Quid Pro Quo Sexual Harassment Claim Properly Dismissed; Alleged Invitation Did Not Constitute a “Sexual Advance”

In Reed v. Fortive Corporation et al, 2024 WL 1756110 (2d Cir. April 24, 2024), the U.S. Court of Appeals for the Second Circuit, inter alia, affirmed the dismissal of plaintiff’s claim of quid pro quo sexual harassment asserted under Title VII of the Civil Rights Act of 1964.

From the decision:

To state a quid pro quo claim, [a plaintiff] must show a tangible employment action, i.e., that an explicit alteration in the terms or conditions of employment resulted from her refusal to submit to [a] sexual advance[ ]. Schiano v. Quality Payroll Sys., Inc., 445 F.3d 597, 604 (2d Cir. 2006) (cleaned up). Reed’s quid pro quo claim fails because she makes only “conclusory allegations of implied sexual advances.” Sutton v. Stony Brook Univ., No. 21-2055, 2022 WL 4479509, at *2 (2d Cir. Sept. 27, 2022) (summary order). Her description of McCauley’s conduct in August 2019 creates no more than “a sheer possibility that a defendant has acted unlawfully.” Vengalattore v. Cornell Univ., 36 F.4th 87, 102 (2d Cir. 2022) (quoting Iqbal, 556 U.S. at 678). Reed’s claim is based on a single incident in which McCauley allegedly invited her to see a corporate apartment on their way to lunch, asked her repeatedly to join him in the apartment’s bedroom, and then inquired over lunch whether she was married or had a boyfriend. The Amended Complaint contains no allegations of any sexual comments or physical contact, never alleges that McCauley engaged in any other sexual conduct towards Reed or anyone else, and makes no other allegations sufficient to support an inference that McCauley’s conduct was sexual. As the district court determined, these conclusory allegations do not satisfy Iqbal’s pleading standard. Reed has not plausibly alleged a sexual advance, and so she cannot plausibly show that any tangible employment action stemmed from her refusal to submit to such an advance.

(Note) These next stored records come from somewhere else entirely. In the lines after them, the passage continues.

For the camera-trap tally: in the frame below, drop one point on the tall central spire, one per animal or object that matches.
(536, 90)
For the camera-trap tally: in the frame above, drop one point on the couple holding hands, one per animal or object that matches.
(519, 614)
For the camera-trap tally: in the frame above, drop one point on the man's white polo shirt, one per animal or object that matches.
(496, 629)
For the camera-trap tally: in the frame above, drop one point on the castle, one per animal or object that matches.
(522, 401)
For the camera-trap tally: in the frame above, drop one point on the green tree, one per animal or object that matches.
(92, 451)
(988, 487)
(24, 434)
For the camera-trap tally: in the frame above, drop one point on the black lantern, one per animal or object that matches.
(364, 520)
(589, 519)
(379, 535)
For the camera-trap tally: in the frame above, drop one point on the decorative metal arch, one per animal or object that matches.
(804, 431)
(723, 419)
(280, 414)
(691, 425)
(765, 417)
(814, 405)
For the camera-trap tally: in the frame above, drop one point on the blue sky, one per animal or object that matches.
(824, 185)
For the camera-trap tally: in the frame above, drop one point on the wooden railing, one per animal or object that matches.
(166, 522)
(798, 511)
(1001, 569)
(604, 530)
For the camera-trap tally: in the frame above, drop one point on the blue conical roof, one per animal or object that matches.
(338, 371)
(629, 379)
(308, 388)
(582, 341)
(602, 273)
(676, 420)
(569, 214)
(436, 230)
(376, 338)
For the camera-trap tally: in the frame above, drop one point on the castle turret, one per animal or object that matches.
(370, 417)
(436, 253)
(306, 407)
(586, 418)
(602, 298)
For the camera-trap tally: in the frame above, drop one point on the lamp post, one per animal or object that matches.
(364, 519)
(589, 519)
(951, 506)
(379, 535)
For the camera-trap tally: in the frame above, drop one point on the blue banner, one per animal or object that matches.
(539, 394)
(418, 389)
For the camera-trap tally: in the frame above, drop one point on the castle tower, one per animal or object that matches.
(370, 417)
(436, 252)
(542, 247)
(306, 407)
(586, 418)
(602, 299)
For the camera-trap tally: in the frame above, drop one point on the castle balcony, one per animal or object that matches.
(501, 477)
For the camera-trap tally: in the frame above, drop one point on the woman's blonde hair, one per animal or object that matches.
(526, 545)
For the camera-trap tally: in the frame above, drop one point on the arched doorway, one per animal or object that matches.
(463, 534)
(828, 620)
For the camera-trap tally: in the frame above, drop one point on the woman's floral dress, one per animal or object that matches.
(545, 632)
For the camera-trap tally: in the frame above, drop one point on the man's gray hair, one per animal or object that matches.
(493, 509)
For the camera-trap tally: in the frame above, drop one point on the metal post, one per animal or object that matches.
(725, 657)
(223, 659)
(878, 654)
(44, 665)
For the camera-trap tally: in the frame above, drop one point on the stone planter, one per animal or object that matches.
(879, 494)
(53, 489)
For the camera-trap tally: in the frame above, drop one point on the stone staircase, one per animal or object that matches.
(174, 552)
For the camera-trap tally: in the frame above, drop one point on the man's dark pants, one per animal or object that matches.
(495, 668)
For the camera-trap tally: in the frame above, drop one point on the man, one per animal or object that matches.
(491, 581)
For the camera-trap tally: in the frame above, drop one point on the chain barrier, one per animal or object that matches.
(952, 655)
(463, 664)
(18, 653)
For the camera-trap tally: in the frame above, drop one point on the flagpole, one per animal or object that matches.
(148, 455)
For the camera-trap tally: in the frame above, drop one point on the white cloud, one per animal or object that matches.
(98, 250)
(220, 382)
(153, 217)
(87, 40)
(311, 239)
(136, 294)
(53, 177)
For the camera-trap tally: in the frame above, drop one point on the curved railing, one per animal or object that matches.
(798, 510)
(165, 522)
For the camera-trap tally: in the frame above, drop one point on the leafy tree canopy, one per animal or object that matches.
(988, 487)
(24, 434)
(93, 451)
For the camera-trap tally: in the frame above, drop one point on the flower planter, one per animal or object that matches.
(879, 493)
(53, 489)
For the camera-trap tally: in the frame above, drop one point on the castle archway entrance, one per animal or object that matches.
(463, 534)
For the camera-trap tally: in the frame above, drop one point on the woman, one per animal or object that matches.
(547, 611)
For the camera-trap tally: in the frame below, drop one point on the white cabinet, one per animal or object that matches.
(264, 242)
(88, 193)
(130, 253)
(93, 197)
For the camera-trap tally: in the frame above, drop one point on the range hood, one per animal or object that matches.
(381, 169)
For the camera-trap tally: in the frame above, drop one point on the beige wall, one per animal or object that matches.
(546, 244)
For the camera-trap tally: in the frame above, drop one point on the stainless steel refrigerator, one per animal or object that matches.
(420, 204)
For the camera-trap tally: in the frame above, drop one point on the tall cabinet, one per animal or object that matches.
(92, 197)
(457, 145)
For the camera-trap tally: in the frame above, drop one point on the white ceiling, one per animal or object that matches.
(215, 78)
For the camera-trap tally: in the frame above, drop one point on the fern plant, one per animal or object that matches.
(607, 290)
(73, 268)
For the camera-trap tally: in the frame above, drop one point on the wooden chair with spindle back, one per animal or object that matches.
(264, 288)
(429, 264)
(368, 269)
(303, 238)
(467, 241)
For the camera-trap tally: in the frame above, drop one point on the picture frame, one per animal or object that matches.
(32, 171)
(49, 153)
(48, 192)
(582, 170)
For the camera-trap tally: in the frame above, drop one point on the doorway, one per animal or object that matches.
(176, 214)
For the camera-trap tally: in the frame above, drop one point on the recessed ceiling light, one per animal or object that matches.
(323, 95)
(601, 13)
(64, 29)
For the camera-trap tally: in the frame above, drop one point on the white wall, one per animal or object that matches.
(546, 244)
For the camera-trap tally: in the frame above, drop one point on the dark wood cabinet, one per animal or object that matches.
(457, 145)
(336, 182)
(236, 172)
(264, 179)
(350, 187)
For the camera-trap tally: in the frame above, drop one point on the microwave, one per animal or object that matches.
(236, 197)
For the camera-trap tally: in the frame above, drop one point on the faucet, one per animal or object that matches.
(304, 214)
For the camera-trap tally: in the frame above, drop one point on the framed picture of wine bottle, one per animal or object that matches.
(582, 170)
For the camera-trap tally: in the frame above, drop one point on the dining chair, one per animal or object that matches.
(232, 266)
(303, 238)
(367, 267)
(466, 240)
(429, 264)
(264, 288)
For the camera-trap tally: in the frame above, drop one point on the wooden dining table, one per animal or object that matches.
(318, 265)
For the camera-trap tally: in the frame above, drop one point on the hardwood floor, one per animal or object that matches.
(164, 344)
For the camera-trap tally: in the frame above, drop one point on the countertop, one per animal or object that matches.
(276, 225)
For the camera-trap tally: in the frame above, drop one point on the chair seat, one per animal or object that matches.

The court further affirmed the dismissal of plaintiff’s retaliation claim, finding that “regardless of whether rejecting a sexual advance can ever count as opposing an unlawful employment practice, Reed has failed to allege adequately that she had a reasonable, good-faith belief that McCauley’s conduct violated the law or that her conduct constituted opposition to unlawful conduct.”